Wittgenstein’s Vienna by Allan Janik
My rating: 3 of 5 stars
Wittgenstein is a name that looms large on the landscape of twentieth-century philosophy, and one day I’ll get around to actually reading his work. For now though, I’m still dancing around the edges. I’ve written about Logicomix before as a creative introduction to the mathematical and philosophical scene in which Wittgenstein appeared, and about a year ago that led me to an excellent biography on Wittgenstein. This latest book on the philosopher, which had come up several times before in references to Wittgenstein, I found at a university library used book sale. I grabbed it immediately, possibly uttering a small shriek of excitement.
Wittgenstein’s Vienna is a cultural and social contextualization of Wittgenstein’s work. The authors are self-consciously unapologetic that their study is interdisciplinary and not well-suited to the lens of professional philosophy that would view Wittgenstein’s work in terms of the development of analytical philosophy alone. Rather, they say it’s important—essential—in understanding Wittgenstein’s major work to first understand the context in which Wittgenstein wrote, the final days of the Habsburg Empire and its capital Vienna just before the Great War.
By examining the culture of the period—the aesthetic revolts against insincerity and ostentation in music, literature, and architecture centered on the writings of the social critic Karl Kraus—they claim Wittgenstein’s Tractatus Logico-Philosophicus as a similar cultural artifact, a philosophical response to this environment. Instead of being intended (as it was perceived by the Logical Positivists) as a groundwork for analytical philosophy, Wittgenstein meant the Tractatus to rigorously define the boundary between facts and values. Critically though this was not to exclude values from the realm of importance (as the Logical Positivists took his famous closing phrase, “of what we cannot speak we must pass over in silence”) but rather to protect ethics and all that was truly important (and unspeakable) in the human experience from the encroachment of logic.
For the authors, Wittgenstein’s work is primarily a cultural, philosophical, and even artistic response to his social environment similar to that of Adolf Loos in architecture and will be (and has been) misunderstood without this broader context.
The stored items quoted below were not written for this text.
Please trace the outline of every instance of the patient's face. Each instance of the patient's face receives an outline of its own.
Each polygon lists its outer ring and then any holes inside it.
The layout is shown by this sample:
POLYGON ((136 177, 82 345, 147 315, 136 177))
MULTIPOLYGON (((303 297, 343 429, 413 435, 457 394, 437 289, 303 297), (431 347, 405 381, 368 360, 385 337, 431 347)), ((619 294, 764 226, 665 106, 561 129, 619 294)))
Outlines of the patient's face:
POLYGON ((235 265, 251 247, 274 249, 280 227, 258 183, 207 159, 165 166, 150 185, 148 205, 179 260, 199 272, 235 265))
As an example of an interdisciplinary study—and in itself a strong critique of philosophy divorced from context—Wittgenstein’s Vienna is wonderful. It takes a real problem—the interpretation of a famously eccentric man and his undeniably influential work—and it offers an answer grounded in full-bodied exploration of that man’s time and context.
My complaint is that though the arguments are compelling and even a pleasure to read, and though the authors make Habsburg Vienna come to life and illuminate things from the origins of modernism to the perils of political stagnation and the linguistic relations between subject peoples at the dawn of Eastern European nationalism, they tend to let a general zeitgeist form the mode of connection between all this and Wittgenstein. That is, a stronger argument would have connected the dots more firmly, including perhaps more of Wittgenstein’s correspondence and biographical links between Wittgenstein and the key cultural players, Kraus in particular. The authors argue that Kraus was central to creating and fostering the cultural critique in which they’re placing the Tractates—going so far as to call the Tractates a Krausian work—but I still was left with questions about the contacts and connections between the two men.
The work is multifaceted and branched off into lots of interesting side-trails along the way of contextualizing Wittgenstein and his work. There were, for instance, arguments related to the birth of modernism, particularly modern architecture. The authors claim, for instance, that the architecture of Loos was a revolt against ostentation and ornament for it’s own sake, that Loos thought use should dictate design. But they say once this mode was established, its minimalism became itself a new orthodoxy: modernism for its own sake, which gave rise to the Cartesian office buildings and apartments of today in which function is completely masked by uniformity, exactly the opposite of what early modernists like Loos had intended.
This work is compelling because it mixes together so many disciplines. Whether or not you’ve heard of Wittgenstein, if you’re interested in the history of philosophy and in particular the philosophy of language, Habsburg Europe, cultural history, art history, or even social criticism, there’s something in here that you can latch onto. Good books have lots of doors that open outward; this one is full of them.